The B/W does have a better resolution and you can see hairline cracks that you can miss with a color unit. But the whole world wants color so color is what we get now. You can call AJ Coleman and they can set you up with a color rebuilt head for $900-$1100.


----------



## The bear (Sep 27, 2012)

Spoke with Marvin at AJ Coleman about color head. $1800 for a new head minus $300.00
if you turn in your black and white head. No reconditioned heads available in color. Bought reconditioned black and white for my mini 6 months ago for $900.00. Color head price is for the large seesnake.


----------



## Cuda (Mar 16, 2009)

So they where out of rebuilt?

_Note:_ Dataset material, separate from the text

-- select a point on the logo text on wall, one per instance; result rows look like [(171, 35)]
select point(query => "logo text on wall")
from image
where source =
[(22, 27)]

I usually buy 1 -2 a year and when I call there has never been a shortage because you have to send them a core. Maybe lots of people have been trading in B/W and reduced the color units?


----------



## Drumma Plumma (Jun 5, 2012)

Cuda said:


> So they where out of rebuilt? I usually buy 1 -2 a year and when I call there has never been a shortage because you have to send them a core. Maybe lots of people have been trading in B/W and reduced the color units?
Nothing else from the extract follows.